He wasn’t even sure what Jesse was here for – his first guess as to why anyone should trek out here would be remnants of omnic technology left from the war, but that wasn’t the sort of work he usually took. But then he didn’t usually associate with people who were careless enough to leak where he could be found either, so maybe it was just a momentary lapse. Everyone made mistakes sooner or later. There was a car parked some distance away that he must have arrived in.

Hanzo kept an arrow nocked. Just in case.

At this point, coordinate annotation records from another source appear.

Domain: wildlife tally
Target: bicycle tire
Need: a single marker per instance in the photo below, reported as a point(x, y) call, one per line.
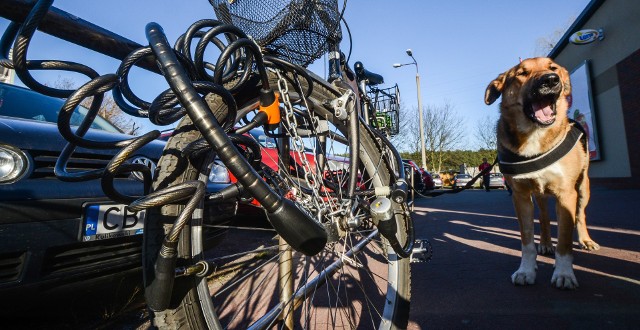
point(192, 306)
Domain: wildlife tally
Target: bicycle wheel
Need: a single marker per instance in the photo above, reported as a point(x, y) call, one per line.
point(357, 281)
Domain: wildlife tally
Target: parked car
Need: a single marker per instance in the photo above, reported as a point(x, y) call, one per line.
point(52, 232)
point(460, 180)
point(427, 179)
point(437, 181)
point(496, 181)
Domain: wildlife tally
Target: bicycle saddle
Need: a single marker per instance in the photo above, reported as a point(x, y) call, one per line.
point(364, 74)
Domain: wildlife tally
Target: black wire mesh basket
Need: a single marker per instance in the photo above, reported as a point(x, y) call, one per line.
point(298, 31)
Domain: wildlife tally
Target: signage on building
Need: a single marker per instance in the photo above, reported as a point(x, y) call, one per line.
point(586, 36)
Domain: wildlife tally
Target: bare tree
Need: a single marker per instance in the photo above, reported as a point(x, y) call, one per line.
point(485, 132)
point(408, 138)
point(109, 110)
point(443, 131)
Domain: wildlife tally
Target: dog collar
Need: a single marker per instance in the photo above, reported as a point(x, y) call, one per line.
point(512, 163)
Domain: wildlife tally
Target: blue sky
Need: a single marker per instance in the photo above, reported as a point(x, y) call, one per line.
point(460, 46)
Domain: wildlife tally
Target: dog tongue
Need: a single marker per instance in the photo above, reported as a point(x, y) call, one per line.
point(543, 111)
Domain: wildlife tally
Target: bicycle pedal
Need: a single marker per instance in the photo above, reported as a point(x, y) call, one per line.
point(422, 251)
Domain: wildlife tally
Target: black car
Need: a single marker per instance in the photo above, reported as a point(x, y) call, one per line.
point(52, 232)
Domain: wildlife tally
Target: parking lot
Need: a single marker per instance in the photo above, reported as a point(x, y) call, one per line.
point(476, 248)
point(466, 284)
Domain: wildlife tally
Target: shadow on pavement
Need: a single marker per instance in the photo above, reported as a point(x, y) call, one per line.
point(476, 243)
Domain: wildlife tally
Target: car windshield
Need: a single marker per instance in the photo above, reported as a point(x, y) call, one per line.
point(22, 103)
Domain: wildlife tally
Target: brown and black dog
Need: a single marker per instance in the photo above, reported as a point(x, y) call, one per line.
point(533, 125)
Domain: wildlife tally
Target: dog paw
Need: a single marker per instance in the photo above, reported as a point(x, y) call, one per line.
point(565, 281)
point(589, 245)
point(521, 277)
point(545, 249)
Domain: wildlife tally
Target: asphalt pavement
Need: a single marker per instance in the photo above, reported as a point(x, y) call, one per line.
point(476, 248)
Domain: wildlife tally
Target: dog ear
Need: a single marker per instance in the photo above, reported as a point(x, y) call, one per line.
point(494, 90)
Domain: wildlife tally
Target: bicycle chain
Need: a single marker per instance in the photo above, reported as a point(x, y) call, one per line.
point(312, 181)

Jesse moved quickly – whatever he was looking for he must know exactly where to find it. Hanzo kept his eyes on the snow dunes, looking for anything unexpected, but everything was tranquil enough. Seemed like he really had gotten all of them.

Once Jesse reached the bombed-out town square he kneeled down next to a broken fountain and felt around in the snow. It took some time, but eventually he perked up and retrieved something. From this close Hanzo could make out that he was wearing a thick winter coat – and the Stetson. Of course he was. Of course.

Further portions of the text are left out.